[Math] PDF of summation of independent random variables with different mean and variances

probabilityprobability distributionsrandom variables

What can we say about the probability distribution function of $n$ independent random variables with different means and variances but the same PDF?

For example, lets say $X_1,X_2,\dots,X_n$ are independent random variables with the following PDFs:

$$
\begin{align}
X_1 & \sim N(μ_1,σ_1) \\
X_2 & \sim N(μ_2,σ_2) \\
& {}\,\vdots \\
X_n & \sim N(μ_n,σ_n)
\end{align}
$$

So they are all Normal random variables with different means and variances and their summation would also have Normal distribution. Now my question is what about other distribution functions?

Best Answer

If $f(x)\,dx$ is a probability distribution with expected value $0$ and variance $1$, and the distribution of $X_i$ is

$$f\left(\dfrac{x-\mu_i}{\sigma_i}\right)\cdot\dfrac{dx}{\sigma_i},$$ and $X_i$ are independent, then certainly the distribution of $X_1+\cdots+X_n$ has expected value $\mu_1+\cdots+\mu_n$ and variance $\sigma_1^2+\cdots+\sigma_n^2$. Also, the higher cumulants would add together in the same way. (The fourth cumulant, for example, is $\mathbb E((X-\mu)^4) - 3(\mathbb E((X-\mu)^2))^2$, and the coefficient $3$ is the only number that makes this functional additive in the sense that the fourth cumulant of a sum of independent random variables is the sum of their fourth cumulants.)

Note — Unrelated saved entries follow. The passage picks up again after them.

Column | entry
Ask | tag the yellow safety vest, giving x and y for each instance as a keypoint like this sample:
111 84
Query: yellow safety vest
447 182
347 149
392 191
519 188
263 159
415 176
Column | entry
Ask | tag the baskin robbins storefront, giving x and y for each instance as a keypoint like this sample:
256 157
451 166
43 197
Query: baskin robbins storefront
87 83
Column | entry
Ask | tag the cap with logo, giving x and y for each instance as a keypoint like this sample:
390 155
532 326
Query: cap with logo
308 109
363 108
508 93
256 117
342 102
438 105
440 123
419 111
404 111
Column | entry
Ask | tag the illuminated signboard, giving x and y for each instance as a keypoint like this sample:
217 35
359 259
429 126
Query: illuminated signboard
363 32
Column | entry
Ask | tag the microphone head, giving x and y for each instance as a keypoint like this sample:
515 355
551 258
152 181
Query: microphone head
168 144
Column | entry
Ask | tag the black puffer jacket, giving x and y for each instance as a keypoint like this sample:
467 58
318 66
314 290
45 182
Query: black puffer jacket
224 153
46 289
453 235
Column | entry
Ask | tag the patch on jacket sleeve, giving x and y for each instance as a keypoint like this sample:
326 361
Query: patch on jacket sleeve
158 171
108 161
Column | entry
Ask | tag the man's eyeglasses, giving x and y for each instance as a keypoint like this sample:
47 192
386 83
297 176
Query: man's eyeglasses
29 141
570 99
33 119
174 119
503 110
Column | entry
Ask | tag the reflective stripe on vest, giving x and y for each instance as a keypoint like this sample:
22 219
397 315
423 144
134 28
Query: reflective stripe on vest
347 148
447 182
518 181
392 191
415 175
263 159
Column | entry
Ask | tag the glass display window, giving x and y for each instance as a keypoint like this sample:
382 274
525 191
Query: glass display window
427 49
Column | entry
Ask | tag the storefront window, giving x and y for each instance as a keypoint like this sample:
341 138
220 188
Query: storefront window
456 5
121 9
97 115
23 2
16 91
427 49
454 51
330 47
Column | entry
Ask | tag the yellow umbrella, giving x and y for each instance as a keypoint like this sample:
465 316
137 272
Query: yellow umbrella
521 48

We've tacitly assumed $\sigma_i<\infty$. I think if $\sum_{i=1}^\infty\sigma_i^2=\infty$, then as $n$ grows, the distribution would approach a normal distribution (I'm not recalling the appropriate generalization of the central limit theorem clearly enough to state it precisely.) But what happens for small $n$ is another question, and the answer would depend on what function $f$ is.

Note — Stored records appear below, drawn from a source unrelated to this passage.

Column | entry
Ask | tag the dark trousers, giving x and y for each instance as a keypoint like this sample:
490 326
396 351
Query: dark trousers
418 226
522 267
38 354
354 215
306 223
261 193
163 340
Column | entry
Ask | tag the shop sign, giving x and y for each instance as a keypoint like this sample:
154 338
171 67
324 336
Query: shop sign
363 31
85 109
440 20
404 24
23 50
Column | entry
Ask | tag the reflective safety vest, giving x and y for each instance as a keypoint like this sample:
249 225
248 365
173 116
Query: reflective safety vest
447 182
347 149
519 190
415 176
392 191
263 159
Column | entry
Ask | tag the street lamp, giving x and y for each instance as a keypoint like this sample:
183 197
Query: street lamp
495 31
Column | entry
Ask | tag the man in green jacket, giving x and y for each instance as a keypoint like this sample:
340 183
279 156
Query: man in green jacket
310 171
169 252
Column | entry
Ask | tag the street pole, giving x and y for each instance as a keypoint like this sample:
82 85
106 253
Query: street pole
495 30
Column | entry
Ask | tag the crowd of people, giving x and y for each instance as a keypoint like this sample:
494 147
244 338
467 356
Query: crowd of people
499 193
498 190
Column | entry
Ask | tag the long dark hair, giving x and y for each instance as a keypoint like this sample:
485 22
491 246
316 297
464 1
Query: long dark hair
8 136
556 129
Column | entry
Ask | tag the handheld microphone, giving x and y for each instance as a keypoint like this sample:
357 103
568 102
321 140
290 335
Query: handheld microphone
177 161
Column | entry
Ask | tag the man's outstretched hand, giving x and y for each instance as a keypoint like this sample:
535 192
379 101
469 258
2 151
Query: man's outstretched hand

I said above that $f(x)\,dx$ has expectation $0$ and variance $1$. But one can also have perfectly good location-scale families in which the expectation, and a fortiori, the variance, do not exist. The most well-known case is the Cauchy distribution. The simplest result there is that $(X_1+\cdots+X_n)/n$ actually has the same Cauchy distribution as $X_1$ if these $n$ variables are i.i.d. It doesn't get narrower. So a lot depends on which function $f$ is.